"Let books be your dining table, / And you shall be full of delights. / Let them be your
mattress,/
And you shall sleep restful nights" (St. Ephraim the Syrian).


Thursday, May 24, 2012

You Traitorous Bastard!

As we continue to learn more about the encounter--ancient, medieval, and modern--between Christianity (both Eastern and Western) and Islam, we realize that the history is far more complicated than partisans, polemicists, or politicians would have us believe. What to make, e.g., of the Crimean War, which pitted two Christian powers against another Christian power and on the side of the Islamic Ottoman Empire--France and Britain with the Ottomans and against the Orthodox Russian Empire? 

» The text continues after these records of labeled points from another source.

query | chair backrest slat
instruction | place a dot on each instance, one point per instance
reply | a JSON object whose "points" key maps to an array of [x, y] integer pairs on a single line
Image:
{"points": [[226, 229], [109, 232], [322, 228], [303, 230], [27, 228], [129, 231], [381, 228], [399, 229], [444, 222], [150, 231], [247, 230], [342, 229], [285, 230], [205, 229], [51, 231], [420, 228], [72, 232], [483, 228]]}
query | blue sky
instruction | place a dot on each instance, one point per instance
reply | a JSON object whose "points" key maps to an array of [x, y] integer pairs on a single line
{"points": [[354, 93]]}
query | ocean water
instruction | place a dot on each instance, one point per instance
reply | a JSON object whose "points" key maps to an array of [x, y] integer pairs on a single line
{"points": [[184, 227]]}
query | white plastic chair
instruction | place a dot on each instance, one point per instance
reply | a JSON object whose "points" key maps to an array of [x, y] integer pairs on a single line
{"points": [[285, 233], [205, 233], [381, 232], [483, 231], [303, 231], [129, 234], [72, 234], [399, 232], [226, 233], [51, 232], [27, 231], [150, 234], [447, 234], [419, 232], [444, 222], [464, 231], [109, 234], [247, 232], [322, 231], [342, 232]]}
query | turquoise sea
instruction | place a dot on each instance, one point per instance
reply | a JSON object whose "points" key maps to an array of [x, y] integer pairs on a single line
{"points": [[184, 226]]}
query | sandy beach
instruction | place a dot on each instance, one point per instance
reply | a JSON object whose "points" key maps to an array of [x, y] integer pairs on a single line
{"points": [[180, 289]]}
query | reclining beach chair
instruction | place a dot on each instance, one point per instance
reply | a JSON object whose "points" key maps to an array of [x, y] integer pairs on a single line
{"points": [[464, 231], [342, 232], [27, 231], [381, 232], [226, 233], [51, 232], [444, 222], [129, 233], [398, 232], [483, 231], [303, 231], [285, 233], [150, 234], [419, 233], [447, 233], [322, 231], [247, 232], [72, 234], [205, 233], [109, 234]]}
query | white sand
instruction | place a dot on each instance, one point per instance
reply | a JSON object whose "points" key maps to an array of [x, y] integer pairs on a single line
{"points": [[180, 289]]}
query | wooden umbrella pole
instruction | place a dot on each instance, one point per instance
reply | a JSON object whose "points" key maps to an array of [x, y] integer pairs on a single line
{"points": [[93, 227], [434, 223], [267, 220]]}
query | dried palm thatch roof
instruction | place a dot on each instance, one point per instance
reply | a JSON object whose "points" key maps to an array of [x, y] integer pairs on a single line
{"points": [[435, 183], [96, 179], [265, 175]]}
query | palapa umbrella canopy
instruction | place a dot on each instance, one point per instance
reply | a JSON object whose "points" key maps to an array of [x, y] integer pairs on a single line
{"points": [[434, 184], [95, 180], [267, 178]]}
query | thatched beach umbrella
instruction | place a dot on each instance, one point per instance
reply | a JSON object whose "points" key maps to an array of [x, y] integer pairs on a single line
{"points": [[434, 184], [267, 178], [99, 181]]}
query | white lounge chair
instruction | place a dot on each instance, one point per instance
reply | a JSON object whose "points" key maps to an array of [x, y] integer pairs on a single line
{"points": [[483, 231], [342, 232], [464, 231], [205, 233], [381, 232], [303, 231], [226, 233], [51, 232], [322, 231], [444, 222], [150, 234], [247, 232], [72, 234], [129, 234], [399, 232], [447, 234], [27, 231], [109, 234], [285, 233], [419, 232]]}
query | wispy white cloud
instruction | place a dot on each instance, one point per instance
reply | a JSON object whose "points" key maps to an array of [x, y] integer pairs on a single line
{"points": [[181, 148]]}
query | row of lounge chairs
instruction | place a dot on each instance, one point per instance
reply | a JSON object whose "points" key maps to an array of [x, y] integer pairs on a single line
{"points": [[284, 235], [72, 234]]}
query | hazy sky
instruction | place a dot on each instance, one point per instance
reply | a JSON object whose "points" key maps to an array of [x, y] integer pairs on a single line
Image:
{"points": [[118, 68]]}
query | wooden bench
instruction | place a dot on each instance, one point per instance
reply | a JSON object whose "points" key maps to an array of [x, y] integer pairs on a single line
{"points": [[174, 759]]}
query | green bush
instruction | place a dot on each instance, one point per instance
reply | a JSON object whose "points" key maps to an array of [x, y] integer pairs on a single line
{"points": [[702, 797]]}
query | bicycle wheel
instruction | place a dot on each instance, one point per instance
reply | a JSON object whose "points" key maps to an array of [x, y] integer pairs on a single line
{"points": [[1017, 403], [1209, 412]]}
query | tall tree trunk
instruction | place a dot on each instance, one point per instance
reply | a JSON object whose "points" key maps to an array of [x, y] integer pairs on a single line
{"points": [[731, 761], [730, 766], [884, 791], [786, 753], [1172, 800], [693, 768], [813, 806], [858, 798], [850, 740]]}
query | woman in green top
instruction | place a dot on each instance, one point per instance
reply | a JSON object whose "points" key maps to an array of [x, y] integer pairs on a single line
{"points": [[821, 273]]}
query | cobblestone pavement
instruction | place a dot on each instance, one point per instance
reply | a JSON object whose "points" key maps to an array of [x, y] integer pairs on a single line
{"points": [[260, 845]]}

A recent book looks at another unexpected alliance between an ostensibly Christian power and an ostensibly Islamic one, revealing, if nothing else, that--as the psalmist put it--you should put not your trust in princes: Christine Isom-Verhaaren, Allies with the Infidel: The Ottoman and French Alliance in the Sixteenth Century (Tauris Academic, 2011), 304pp.

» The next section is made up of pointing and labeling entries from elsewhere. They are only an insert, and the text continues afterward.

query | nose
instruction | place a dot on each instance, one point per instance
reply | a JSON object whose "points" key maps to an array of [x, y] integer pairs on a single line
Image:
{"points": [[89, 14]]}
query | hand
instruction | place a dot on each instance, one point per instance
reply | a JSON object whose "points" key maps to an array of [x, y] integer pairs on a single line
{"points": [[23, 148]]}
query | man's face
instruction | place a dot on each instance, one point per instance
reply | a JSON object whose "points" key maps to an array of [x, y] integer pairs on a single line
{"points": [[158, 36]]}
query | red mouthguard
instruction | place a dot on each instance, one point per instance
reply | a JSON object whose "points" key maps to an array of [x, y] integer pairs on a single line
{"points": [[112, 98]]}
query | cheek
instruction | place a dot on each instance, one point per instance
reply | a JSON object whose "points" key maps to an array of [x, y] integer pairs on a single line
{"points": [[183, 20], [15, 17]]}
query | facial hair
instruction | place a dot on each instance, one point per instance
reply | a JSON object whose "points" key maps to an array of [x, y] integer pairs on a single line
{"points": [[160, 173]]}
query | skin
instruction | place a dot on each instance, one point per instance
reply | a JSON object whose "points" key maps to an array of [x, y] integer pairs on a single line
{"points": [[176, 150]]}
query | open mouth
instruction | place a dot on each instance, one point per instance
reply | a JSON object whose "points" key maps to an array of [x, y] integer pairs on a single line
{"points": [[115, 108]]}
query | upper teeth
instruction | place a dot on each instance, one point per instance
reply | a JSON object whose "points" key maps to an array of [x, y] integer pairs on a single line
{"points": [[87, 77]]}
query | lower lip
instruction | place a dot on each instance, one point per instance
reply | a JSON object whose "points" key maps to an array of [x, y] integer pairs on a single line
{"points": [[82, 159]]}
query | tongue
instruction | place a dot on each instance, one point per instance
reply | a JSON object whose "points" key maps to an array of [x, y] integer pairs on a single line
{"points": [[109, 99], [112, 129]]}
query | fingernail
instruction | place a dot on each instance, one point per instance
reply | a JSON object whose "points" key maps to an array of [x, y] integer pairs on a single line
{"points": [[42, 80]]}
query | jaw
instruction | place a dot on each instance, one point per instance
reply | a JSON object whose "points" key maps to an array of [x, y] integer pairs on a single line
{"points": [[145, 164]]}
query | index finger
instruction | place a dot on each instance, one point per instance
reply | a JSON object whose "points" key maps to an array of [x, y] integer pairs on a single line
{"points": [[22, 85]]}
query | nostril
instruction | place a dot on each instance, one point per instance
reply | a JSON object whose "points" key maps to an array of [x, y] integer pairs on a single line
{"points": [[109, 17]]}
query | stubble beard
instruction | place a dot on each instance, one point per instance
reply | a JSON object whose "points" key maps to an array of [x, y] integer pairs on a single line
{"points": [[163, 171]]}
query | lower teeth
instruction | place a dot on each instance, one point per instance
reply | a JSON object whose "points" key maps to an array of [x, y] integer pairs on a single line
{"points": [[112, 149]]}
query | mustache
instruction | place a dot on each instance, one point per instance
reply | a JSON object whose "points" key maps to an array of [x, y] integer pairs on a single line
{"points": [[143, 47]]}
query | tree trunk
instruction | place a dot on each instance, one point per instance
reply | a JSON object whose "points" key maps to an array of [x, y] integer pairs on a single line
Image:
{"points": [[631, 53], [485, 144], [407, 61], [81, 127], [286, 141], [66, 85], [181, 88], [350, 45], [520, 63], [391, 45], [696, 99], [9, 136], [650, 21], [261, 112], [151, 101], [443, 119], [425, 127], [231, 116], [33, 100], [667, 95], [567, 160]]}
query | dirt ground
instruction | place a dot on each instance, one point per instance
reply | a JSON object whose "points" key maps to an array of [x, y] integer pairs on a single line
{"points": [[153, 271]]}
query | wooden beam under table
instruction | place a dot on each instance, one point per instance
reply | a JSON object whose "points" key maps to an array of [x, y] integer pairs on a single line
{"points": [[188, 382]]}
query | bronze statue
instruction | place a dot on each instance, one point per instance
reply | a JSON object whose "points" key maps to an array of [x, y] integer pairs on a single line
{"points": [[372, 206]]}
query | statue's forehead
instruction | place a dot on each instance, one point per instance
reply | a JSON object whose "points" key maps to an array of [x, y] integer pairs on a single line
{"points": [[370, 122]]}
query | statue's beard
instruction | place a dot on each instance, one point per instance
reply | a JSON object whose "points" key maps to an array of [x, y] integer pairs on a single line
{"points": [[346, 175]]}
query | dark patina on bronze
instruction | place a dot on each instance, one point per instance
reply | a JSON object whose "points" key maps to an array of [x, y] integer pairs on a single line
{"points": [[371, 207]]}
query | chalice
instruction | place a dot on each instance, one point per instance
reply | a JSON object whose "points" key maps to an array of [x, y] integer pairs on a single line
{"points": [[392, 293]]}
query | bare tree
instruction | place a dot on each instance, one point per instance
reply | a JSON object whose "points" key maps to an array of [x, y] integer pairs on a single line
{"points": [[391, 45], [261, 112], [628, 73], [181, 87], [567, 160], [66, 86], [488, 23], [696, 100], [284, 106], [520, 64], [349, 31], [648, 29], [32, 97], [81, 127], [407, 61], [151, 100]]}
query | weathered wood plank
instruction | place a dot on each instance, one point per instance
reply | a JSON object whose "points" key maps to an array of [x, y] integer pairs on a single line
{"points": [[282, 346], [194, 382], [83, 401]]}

About this book the publisher tells us:
In 1543, the Ottoman fleet appeared off the coast of France to bombard and lay siege to the city of Nice. The operation, under the command of Admiral Barbarossa, came in response to a request from François I of France for assistance from Sultan Süleyman the Magnificent in France’s struggle against Charles V, the Habsburg Holy Roman Emperor and King of Spain. This military alliance between mutual "infidels," the Christian French King and the Muslim Sultan, aroused intense condemnation on religious grounds from the Habsburgs and their supporters as an aberration from accepted diplomacy. Memories of the Crusades were, after all, still very much alive in Europe and an alliance with "the Turk" seemed unthinkable to many. Allies with the Infidel places the events of 1543 and the subsequent wintering of the Ottoman fleet in Toulon in the context of the power politics of the sixteenth century. Relying on contemporary Ottoman and French sources, it presents the realpolitik of diplomacy with "infidels" in the early modern era. The result is essential reading for students and scholars of European history, Ottoman Studies, and of relations between the Christian and Islamic worlds.